To convince the State to come up with money for us, they need to be told what could happen if they don’t. It has to be “an offer that they can’t refuse.” The AFD wrote a strong response to the draft EIR prior to the dorms being built. The lack of fire protection is known. And it’s known that it’s been ignored.
The City of Arcata can capitalize on this issue. It will be far cheaper for the State to give money to Arcata and the AFD for fire protection than it would be for them to deal with the issue should even a minor problem occur.
In closing, I will tell this story. It was related to me by a source that I trust completely. And, no, I am not making this up.

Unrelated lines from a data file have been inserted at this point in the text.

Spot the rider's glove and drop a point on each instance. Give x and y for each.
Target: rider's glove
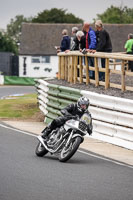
(89, 131)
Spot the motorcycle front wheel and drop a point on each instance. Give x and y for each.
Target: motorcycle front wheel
(68, 152)
(40, 150)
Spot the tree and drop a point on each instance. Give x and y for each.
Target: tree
(117, 15)
(56, 16)
(7, 44)
(14, 28)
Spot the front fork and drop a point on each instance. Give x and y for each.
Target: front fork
(72, 135)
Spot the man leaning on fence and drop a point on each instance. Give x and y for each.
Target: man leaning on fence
(103, 44)
(129, 50)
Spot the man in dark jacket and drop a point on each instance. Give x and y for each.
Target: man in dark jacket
(65, 43)
(103, 44)
(69, 112)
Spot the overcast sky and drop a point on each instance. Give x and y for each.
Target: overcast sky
(85, 9)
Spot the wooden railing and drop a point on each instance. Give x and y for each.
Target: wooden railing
(73, 67)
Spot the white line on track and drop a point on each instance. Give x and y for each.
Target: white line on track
(81, 151)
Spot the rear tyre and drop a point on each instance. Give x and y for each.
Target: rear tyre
(68, 152)
(40, 150)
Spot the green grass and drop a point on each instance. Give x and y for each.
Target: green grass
(21, 107)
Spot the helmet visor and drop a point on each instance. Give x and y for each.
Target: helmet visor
(83, 106)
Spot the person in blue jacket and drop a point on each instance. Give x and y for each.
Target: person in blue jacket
(90, 45)
(65, 43)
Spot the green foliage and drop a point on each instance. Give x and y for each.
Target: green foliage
(14, 28)
(22, 107)
(7, 44)
(117, 15)
(56, 16)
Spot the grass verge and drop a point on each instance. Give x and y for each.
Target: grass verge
(20, 108)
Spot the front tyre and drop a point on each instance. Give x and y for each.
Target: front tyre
(40, 150)
(69, 151)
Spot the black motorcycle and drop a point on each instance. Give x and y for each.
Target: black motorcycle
(64, 141)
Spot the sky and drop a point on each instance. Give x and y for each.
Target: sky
(84, 9)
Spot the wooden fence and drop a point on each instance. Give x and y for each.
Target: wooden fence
(73, 67)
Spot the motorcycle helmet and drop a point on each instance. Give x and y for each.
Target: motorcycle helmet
(83, 104)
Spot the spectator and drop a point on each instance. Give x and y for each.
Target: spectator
(129, 49)
(90, 37)
(65, 43)
(89, 44)
(74, 41)
(80, 40)
(103, 44)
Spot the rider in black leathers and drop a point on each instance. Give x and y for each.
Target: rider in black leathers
(69, 112)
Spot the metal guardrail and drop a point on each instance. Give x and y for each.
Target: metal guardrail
(112, 116)
(74, 67)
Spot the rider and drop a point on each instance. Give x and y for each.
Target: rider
(69, 112)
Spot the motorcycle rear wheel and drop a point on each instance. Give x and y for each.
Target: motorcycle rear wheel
(40, 150)
(68, 152)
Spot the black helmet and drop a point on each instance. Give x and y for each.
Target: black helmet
(83, 104)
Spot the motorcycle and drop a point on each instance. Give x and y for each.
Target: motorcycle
(65, 141)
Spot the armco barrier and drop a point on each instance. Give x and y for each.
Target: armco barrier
(15, 80)
(52, 98)
(112, 116)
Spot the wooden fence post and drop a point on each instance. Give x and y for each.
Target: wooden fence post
(80, 70)
(59, 68)
(96, 72)
(123, 75)
(106, 73)
(87, 70)
(75, 68)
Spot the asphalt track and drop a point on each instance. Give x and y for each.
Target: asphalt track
(24, 176)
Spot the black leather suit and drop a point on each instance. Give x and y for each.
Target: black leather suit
(68, 113)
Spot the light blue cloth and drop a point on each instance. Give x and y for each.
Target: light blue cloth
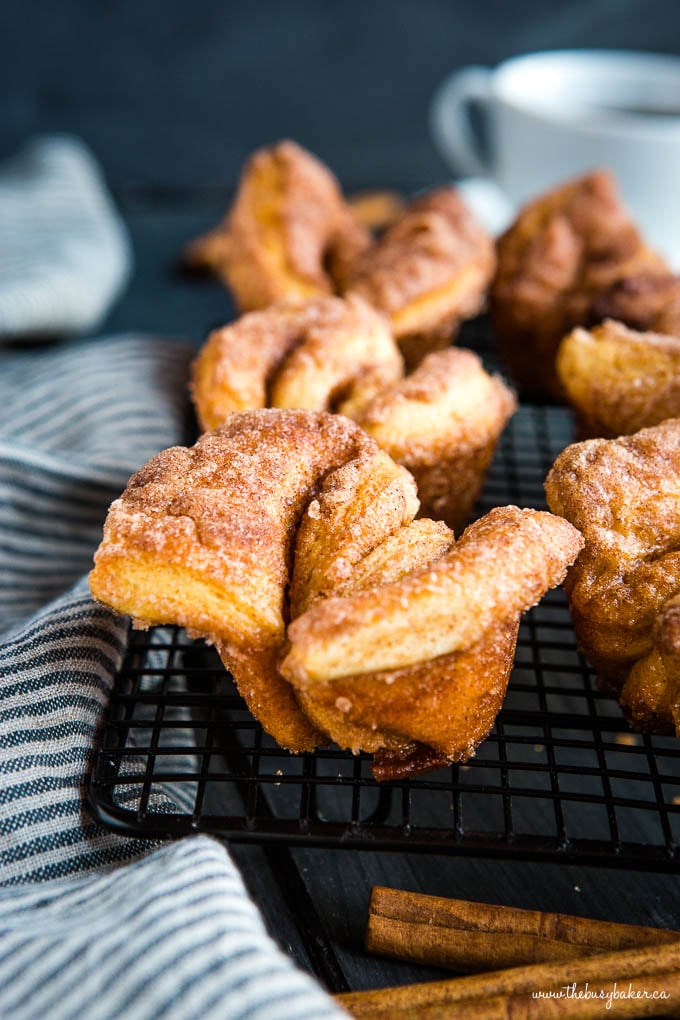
(93, 924)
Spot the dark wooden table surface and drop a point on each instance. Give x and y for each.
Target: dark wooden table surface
(172, 97)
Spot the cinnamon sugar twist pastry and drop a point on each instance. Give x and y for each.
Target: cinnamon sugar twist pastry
(288, 225)
(288, 539)
(291, 236)
(564, 250)
(624, 589)
(441, 422)
(429, 271)
(619, 380)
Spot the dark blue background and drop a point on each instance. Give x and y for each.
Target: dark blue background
(175, 94)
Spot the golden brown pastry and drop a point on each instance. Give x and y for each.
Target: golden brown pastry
(288, 221)
(562, 252)
(415, 668)
(278, 514)
(442, 422)
(428, 271)
(624, 496)
(646, 302)
(306, 355)
(619, 380)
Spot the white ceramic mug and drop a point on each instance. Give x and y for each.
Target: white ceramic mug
(551, 116)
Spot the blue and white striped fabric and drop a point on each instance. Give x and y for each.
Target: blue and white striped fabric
(64, 254)
(93, 924)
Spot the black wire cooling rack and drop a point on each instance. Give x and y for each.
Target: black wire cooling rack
(561, 777)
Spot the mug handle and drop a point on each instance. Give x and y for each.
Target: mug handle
(450, 120)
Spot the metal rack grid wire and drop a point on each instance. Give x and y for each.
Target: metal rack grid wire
(561, 776)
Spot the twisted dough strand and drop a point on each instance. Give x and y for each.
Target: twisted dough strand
(285, 515)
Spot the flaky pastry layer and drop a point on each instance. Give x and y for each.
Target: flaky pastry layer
(562, 252)
(624, 496)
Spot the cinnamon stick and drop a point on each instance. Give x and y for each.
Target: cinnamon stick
(472, 936)
(639, 982)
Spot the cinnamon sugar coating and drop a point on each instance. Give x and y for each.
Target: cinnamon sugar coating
(428, 271)
(441, 422)
(564, 250)
(288, 220)
(619, 380)
(283, 515)
(624, 496)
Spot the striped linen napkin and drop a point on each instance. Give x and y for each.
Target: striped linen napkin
(93, 924)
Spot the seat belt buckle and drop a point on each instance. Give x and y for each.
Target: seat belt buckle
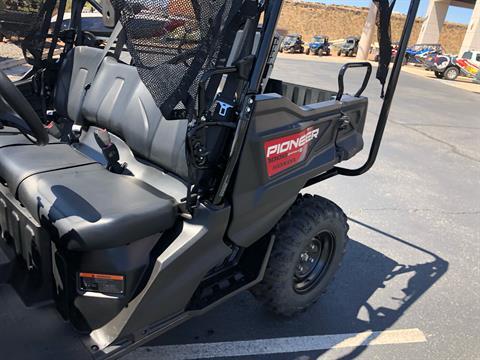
(189, 203)
(223, 110)
(75, 133)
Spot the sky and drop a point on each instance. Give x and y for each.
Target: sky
(455, 14)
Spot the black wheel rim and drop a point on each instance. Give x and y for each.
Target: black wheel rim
(313, 262)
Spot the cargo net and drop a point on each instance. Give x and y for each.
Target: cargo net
(173, 42)
(17, 17)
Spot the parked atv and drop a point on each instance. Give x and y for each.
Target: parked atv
(419, 53)
(319, 46)
(450, 67)
(132, 200)
(349, 47)
(292, 44)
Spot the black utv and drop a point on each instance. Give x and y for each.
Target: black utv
(292, 44)
(145, 181)
(349, 47)
(319, 46)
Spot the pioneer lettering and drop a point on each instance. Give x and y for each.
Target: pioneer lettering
(292, 144)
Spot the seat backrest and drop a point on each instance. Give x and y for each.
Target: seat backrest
(72, 79)
(119, 101)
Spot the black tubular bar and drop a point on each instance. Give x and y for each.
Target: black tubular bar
(341, 75)
(387, 103)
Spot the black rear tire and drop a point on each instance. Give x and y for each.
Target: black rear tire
(314, 228)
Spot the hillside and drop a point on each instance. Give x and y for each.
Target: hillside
(337, 22)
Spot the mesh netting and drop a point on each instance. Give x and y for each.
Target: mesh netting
(172, 42)
(17, 17)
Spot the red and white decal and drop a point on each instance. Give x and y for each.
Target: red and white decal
(285, 152)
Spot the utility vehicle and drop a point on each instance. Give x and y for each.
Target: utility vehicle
(147, 181)
(419, 52)
(349, 47)
(450, 67)
(292, 43)
(318, 46)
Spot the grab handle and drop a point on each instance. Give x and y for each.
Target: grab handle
(341, 75)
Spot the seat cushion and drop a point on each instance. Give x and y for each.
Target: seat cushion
(88, 208)
(21, 161)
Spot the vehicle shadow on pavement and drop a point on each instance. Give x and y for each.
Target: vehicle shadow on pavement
(370, 293)
(403, 285)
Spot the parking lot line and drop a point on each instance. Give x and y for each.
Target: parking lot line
(280, 345)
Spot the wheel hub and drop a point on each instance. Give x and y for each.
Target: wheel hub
(313, 262)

Two new freshmen are roommates in the 7-story dorm building. They are living on the fourth floor. They have in their room a hammer and a piece of rope long enough to reach the ground. The hammer is to break the glass window. They were aware that the firefighters in Arcata likely would not be able to help if there were to be a fire in the dorms. These new college students were already aware of the danger of living in that dorm building.
Please consider what I have written here. And, more strongly, please listen to the Chief, the staff, and the members of the Board of the Arcata Fire Protection District. They know what they are doing far more than I do.
I want to see some forward progress on this issue. Getting $100,000 or $200,000 here and there is not going to make a big enough difference. I am asking the City Council to do something bold.
Thank you.
Respectfully,
Fred Weis
Note: After that e-mail was sent, I learned that the story about the dorm roommates needs to be corrected. The two students are not freshmen. And the hammer they purchased is one specifically designed to break glass.